Lo strano caso del signor Viganò. Che cosa deve dire ancora per essere formalmente censurato?


sanpietro02

Se un Vescovo dicesse un centesimo delle cose che Mons. Viganò squaderna in sovrabbondanza (qui), aiutato dalle domande tendenziose del suo intervistatore portoghese, avrebbe immediatamente conseguenze di carattere disciplinare e dottrinale. Questo non perché nella chiesa non vi sia libertà di parola, ma perché nella Chiesa non vi è libertà di insulto, non vi è libertà di calunnia, non vi è libertà di diffamazione, non vi è libertà di truffa. Nella Chiesa un Arcivescovo non può insultare personalmente un altro cristiano, magari ironizzando sul suo nome, senza subire le conseguenze di una intemperanza che è scandalosamente in contraddizione con ciò che dovrebbe essere e rappresentare. Le parole irripetibili con cui un Arcivescovo parla della Chiesa, del papa, dei teologi, della pastorale, della preghiera, del Concilio Vaticano II, della inculturazione, della storia e della cultura contemporanea costituiscono ormai una questione che tocca la struttura del dibattito interno alla Chiesa.

Non è inopportuno che anche un pastore possa permettersi una certa libertà nei giudizi. Guai a non pretendere da tutti una sana parrhesia. Quello che i teologi fanno per mestiere, i pastori possono farlo per opportunità o per urgenza. Ma ci sono limiti oltre ai quali, sia un teologo, sia un pastore, si colloca obiettivamente al di fuori della comunione ecclesiale. E se non si reagisce, se non si dice nulla, se si lascia correre, se si alzano le spalle, se la si butta sul personale o sul particolare, non si rende un servizio alla affidabilità del discorso comune e condiviso, nella Chiesa.

Come non è possibile tollerare ulteriormente che l’unica Chiesa possa avere “due forme rituali” dello stesso rito, così non è possibile tollerare che un Arcivescovo possa negare ogni preziosa elaborazione conciliare – sulla liturgia, sulla Chiesa, sulla Parola di Dio e sull’esercizio della autorità, sulla ministerialità, sul sacerdozio comune, sul ruolo della donna – senza essere richiamato formalmente all’alveo comune di coscienza e di espressione ecclesiale.

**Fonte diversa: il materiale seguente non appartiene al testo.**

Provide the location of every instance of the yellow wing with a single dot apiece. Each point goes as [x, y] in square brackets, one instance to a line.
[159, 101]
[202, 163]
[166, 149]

Vorrei anche aggiungere: questi sono i frutti delle forzature che, dopo Summorum Pontificum, si sono tentate – vanamente – nel dialogo ad oltranza con i lefebvriani. Cercare di “addolcire”, di “annacquare”, di “selezionare” nei documenti del Concilio ciò che vincola tutti e ciò che vincola solo gli “appassionati”, per arrivare a un “protocollo di intesa” è una operazione che massacra la tradizione comune. E in quelle trattative non era facile capire da che parte della tavola stessero seduti gli uomini più pericolosi per il cammino comune voluto dal Concilio Vaticano II. E comunque, quella urgenza di “pace” con svendita dei gioielli di casa ha avuto come risultato, nei nostri giorni, ufficiali di curia che lavorano per anni su cammini paralleli e contraddittori rispetto alla Riforma Liturgica e Arcivescovi in apparente comunione con Roma, che dicono cose talmente gravi rispetto alle quali Marcel Lefebvre sembra un severo, ma rispettoso padre conciliare. Il chiarimento formale delle acquisizioni comuni che dobbiamo al Concilio Vaticano II esige che si esca dal doppio stato di eccezione, per cui come si può celebrare con riti che contestano la Riforma, si può anche essere Arcivescovi pretendendo di imporre alla Chiesa del 2020 un linguaggio degno della Chiesa del 1907, come se la delazione antimodernista fosse l’orizzonte del futuro. Il tempo non scorre al contrario. Né liturgicamente, né pastoralmente, né dottrinalmente. Solo al cinema, questo può accadere. Lo “strano caso del Signor Benjamin Button” non si ripete sulla scena ecclesiale. Su questo caso paradossale il silenzio delle istituzioni preposte alla garanzia del discorso comune sembra quanto meno inopportuno. Non vorrei che l’assuefazione alle “doppie forme” e ai “dialoghi al ribasso” avesse fatto rubricare anche i discorsi gravissimi di Mons. Viganò come “legittime espressioni della Chiesa di sempre”. Se così fosse dovremmo chiederci: Quis custodiet ipsos custodes?